Devriendt (Moere, BE), as registered in 1951 - Part I

Oscar Devriendt from Moere is the national champion over all distances. He has been successful for over 30 years. Strangely enough people did not talk about him very often.

I guess some of you are curious to know more about a renowned pigeon fancier from West Flanders, who was expelled from races already twenty years ago. That fancier won two first, a second and a fourth national prize at the long distance in 1949. Well, in this article we discuss the career of Oscar Devriendt!

Due to a mistake in the points classification of the official championship of the BDB Oscar Devriendt only just missed the championship title. That explains why he has always been a fairly unknown fancier. In 1951 he proved that he was in fact as successful as Andre Vanbruane. Since then he has been one of the world champions of pigeon racing.

Why did this successful fancier not get the attention he deserved?

Why did he get a lot less attention compared to some of the other successful fanciers? This reminds us of the cyclist Philip Thijs: he won the Tour de France three times and yet people said he was just an ordinary cyclist who was not particularly talented. Some would even say that he was not at all a good cyclist; it had all been a matter of luck. However, insiders said that he never had a flat tyre because he always saw even the tiniest objects on the road. His attentiveness indicated that he raced not only with his legs but also with his head: he was a clever and intelligent rider. Some say he never got tired! These are very useful qualities but it does not make him a remarkable cyclist.

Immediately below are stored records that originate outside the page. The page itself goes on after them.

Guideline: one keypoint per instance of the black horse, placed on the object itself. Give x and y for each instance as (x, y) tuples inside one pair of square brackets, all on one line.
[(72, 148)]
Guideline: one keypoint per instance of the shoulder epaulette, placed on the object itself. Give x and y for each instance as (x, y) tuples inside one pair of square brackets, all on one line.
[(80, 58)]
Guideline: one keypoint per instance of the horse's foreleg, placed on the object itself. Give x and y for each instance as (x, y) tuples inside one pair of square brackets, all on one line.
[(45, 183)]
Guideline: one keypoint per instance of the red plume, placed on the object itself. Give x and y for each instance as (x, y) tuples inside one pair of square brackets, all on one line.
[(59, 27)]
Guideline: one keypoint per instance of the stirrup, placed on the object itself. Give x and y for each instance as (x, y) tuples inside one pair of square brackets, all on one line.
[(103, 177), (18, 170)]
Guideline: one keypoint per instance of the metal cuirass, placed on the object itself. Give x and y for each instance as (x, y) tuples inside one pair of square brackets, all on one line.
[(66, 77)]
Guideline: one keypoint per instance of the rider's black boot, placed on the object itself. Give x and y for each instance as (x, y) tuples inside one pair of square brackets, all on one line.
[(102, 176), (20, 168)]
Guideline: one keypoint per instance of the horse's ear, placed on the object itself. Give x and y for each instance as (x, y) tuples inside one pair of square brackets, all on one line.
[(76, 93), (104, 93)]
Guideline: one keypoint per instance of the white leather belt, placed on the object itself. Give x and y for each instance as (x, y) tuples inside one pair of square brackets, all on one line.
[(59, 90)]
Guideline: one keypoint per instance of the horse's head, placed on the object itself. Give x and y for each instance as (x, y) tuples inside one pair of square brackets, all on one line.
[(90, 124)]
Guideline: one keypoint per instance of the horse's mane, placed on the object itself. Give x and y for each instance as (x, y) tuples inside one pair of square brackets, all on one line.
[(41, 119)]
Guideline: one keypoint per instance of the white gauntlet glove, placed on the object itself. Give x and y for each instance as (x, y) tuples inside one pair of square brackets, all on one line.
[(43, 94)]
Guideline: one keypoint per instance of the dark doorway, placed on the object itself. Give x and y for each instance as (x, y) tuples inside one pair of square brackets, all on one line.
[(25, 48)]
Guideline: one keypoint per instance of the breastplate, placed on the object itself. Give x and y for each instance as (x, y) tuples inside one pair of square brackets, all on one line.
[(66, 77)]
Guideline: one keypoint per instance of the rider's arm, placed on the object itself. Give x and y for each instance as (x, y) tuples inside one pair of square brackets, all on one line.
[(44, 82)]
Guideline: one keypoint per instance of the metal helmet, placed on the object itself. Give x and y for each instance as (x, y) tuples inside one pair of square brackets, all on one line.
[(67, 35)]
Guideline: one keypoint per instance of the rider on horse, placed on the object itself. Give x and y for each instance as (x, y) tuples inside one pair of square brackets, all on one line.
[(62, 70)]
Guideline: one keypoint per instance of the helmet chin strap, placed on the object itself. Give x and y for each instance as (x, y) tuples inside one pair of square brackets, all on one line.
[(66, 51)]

Oscar Devriendt is a reserved and friendly fancier from West Flanders and because of his personality, which is difficult to describe, he does not draw a lot of attention. When people are talking about Oscar they will usually only refer to his results, which usually speak for themselves. During the racing season these results appear at a weekly basis and in all pigeon magazines in Belgium. These results are simple facts. Action speaks louder than words. “It’s not my fault”, says Devriendt. “If my pigeons are ready, they will win prizes.”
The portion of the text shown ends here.